Hacía tiempo que vivíamos sin sexo y ya ni siquiera nos dirigíamos la palabra. Él había empezado a llevar a casa productos comestibles de los que vendíamos: galletas y frutos secos con marihuana y hasta algo parecido a ositos de gominola. Decía que le ayudaban a relajarse y dormir. Desde luego, era verdad: la mayoría de las noches se quedaba frito en el sofá, lo que era una bendición, porque, si había bebido, cosa frecuente, se ponía a desvariar o se volvía agresivo. La mitad de las veces costaba incluso entender lo que decía. La única vez que intentamos hacer el amor ni siquiera fue capaz de tener una erección y, encima, eso lo puso de un humor de perros.
—Estoy cansado, Andrea —dijo saliendo enseguida de la cama—. En el trabajo estoy sometido a una tensión tremenda. ¿Qué pensabas que iba a pasar?
—Esperaba que te ayudara a relajarte —respondí yo.
—¿Quieres que me relaje? Habla con tu fideicomisario y consigue acceder al fondo para que podamos pagar alguna de las facturas. Me estoy matando a trabajar en la tienda. Tantas horas van a acabar conmigo. —Salió hecho una furia del cuarto y se fue a dormir al sofá.

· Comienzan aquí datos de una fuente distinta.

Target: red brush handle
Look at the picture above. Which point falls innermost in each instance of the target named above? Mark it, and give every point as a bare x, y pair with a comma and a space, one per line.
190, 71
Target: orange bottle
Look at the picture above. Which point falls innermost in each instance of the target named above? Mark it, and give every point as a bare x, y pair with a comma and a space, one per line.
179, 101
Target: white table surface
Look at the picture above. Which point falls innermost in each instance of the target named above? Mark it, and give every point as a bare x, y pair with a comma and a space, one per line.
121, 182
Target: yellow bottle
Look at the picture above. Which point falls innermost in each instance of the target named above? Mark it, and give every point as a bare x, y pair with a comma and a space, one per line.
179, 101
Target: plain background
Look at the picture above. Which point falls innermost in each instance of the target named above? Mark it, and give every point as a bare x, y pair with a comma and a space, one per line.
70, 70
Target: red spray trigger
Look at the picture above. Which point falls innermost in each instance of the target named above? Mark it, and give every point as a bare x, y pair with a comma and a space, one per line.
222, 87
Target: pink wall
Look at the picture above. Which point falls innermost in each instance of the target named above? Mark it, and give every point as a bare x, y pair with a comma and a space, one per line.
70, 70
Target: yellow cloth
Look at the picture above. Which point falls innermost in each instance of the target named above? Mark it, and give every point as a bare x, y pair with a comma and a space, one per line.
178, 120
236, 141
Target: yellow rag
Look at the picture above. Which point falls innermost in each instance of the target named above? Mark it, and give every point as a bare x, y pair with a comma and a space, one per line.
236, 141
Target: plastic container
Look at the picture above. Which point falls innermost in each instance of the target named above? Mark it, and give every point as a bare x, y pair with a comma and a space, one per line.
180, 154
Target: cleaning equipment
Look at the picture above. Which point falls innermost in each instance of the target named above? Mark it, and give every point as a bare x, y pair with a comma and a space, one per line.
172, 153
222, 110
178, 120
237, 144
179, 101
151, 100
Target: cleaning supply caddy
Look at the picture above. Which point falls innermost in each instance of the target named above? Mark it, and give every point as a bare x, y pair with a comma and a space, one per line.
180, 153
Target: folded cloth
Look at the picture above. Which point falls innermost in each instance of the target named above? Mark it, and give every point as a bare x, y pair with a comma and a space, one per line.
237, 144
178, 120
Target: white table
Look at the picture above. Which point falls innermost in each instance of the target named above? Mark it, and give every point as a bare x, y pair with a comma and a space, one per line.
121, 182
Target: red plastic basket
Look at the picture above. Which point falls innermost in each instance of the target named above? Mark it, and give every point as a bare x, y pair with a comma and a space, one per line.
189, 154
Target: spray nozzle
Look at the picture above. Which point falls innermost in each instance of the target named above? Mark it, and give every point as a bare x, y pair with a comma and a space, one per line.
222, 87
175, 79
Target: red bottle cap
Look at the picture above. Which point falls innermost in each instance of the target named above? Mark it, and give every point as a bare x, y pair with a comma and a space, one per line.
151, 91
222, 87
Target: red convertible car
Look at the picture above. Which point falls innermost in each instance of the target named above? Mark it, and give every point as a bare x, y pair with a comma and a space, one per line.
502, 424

Un día volvía yo a casa del dispensario con un dolor de cabeza tremendo, de esos que te hacen andar con los ojos entrecerrados porque ni soportas la luz. El estómago me daba vueltas como si hubiese estado leyendo en la cubierta de un barco en alta mar. Llevaba la comida en una bolsa de plástico cerrada con un nudo y mi incapacidad para darle un solo bocado había vuelto a dejarme sin fuerzas. Tenía cita aquella misma semana con el médico, porque estaba convencida de que debía de tener una úlcera.
Al salir del ascensor solo pensaba en ponerme ropa cómoda, acurrucarme en el sofá con mi última novela y abandonarme en algún mundo de ficción. Tecleé el código de cuatro dígitos en el cerrojo de combinación de mi puerta. Las luces estaban apagadas, pero por las persianas se filtraba la luz de color azul pálido de una farola. Me fijé porque yo nunca las bajo. La ventana daba al río Willamette y la vista era lo mejor de ese ático que yo empezaba a dudar que pudiésemos seguir pagando.
Él estaba sentado en el sofá de espaldas a la puerta, tan quieto que tuve la impresión de estar mirando la cabeza de un maniquí en el escaparate de unos grandes almacenes. El chaleco de cuadros blancos y negros que acababa de estrenar hacía poco colgaba de forma descuidada del respaldo, como si lo hubiera lanzado, cosa rarísima en él, tan meticuloso siempre con su ropa.
—¿Graham? —dije extrañada.
Él movió la cabeza, aunque fue más como un respingo, lo que resultó un alivio, porque había llegado a temer por un instante que hubiera muerto sentado en aquel sofá.
—¿Graham? —repetí mientras me acercaba a él.
—Se acabó —me dijo con voz ronca y casi inaudible.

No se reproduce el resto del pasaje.